Hacker News new | ask | show | jobs
by upofadown 1867 days ago
People routinely do end to end encryption with email every day using either OpenPGP or S/MIME. Heck, email encryption is where the term "end to end encryption" came from. When someone claims E2EE for some other sort of messaging system they have to at least be as good at it as the email case to be taken seriously.
2 comments

> People routinely do end to end encryption with email every day using either OpenPGP or S/MIME.

Those solutions encrypt only the content and not the headers, which are just as important. Also, encrypting the content prevents some webmail services from functioning, such as search.

Email can't really be made secure.

> Those solutions encrypt only the content and not the headers, which are just as important.

There are implementations which encrypt the headers, for example Delta Chat, which says[0] in its FAQ:

'Many other e-mail headers, in particular the “Subject” header, are end-to-end-encryption protected, see also this upcoming IETF RFC.'

If you mean that the sender's server and the recipient's server can see the recipient's and sender's (respectively) addresses, then I would say that this is equivalent to most other "end to end encrypted" messaging apps, which usually rely on a trusted third party to connect the two ends.

In fact, I would argue that the situation with email is better, because although Alice and Bob's providers might know that they are communicating with each other, Carol's provider will have no record of this at all (and Alice and Bob may not know that Carol or her provider exists).

The situation with email could be made even better than that, though, since email servers could provide a dedicated "switchboard" address, such that Alice sends her email for Bob as an encrypted inner-message of an email sent to Bob's server's switchboard address. That way Alice's server wouldn't know who the intended recipient was, only their server address. Similarly Alice's server could rewrite the headers of her outer-message so that Bob's server doesn't know that Alice was the original sender. This would effectively implement a type of anonymous remailer.[1]

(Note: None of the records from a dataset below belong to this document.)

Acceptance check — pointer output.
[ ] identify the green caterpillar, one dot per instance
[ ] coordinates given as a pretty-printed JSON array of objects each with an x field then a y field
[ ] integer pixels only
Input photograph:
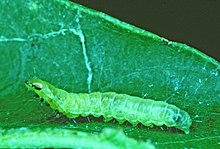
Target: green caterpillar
[{"x": 111, "y": 105}]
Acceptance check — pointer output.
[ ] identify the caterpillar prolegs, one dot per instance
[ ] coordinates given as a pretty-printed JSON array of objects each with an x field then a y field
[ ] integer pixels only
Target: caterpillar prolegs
[{"x": 111, "y": 105}]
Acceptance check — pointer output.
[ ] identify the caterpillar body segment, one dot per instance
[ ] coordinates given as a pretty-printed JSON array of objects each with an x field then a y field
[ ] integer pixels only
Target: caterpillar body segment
[{"x": 111, "y": 105}]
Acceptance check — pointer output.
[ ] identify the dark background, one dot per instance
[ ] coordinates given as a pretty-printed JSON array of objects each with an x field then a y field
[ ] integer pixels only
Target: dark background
[{"x": 193, "y": 22}]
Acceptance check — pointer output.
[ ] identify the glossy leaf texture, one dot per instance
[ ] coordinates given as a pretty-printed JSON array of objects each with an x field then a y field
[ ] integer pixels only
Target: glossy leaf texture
[{"x": 83, "y": 50}]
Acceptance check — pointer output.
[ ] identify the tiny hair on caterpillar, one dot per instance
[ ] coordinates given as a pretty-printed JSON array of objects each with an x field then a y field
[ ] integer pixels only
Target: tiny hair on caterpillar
[{"x": 111, "y": 105}]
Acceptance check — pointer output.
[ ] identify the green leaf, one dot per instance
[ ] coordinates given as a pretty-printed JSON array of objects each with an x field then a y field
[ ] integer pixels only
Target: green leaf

> encrypting the content prevents some webmail services from functioning, such as search.

You've shifted the goalposts here from "email can't be secure" to "webmail can't be secure". In any case, I disagree. It is possible to implement a client-side full text search[2], even if it means decrypting the index for every search, and re-encrypting the index whenever a new email is added to it.

[0] https://delta.chat/pt/help#how-does-delta-chat-protect-my-me...

[1] https://en.wikipedia.org/wiki/Anonymous_remailer

[2] https://lucaongaro.eu/blog/2019/01/30/minisearch-client-side...

This is bad advice, which could be dangerous for some. Look around for what actual security experts recommend: It's not email, and it's specifically to not use email. It's not a debate; it's universal afaik.
The headers are mostly protected with the TLS used for the connections between the server and the clients and other servers. Email is no worse than most things these days and better than many.

* https://articles.59.ca/doku.php?id=em:anonemail

(see my response to the other comment, above; thanks)
Hmmm!? Most people use emails via cloud services. I don’t think Eudora is still a thing.
But Thunderbird and Claws and Sylpheed and K-9 and Fairmail are things. There is Mailvelope for webmail.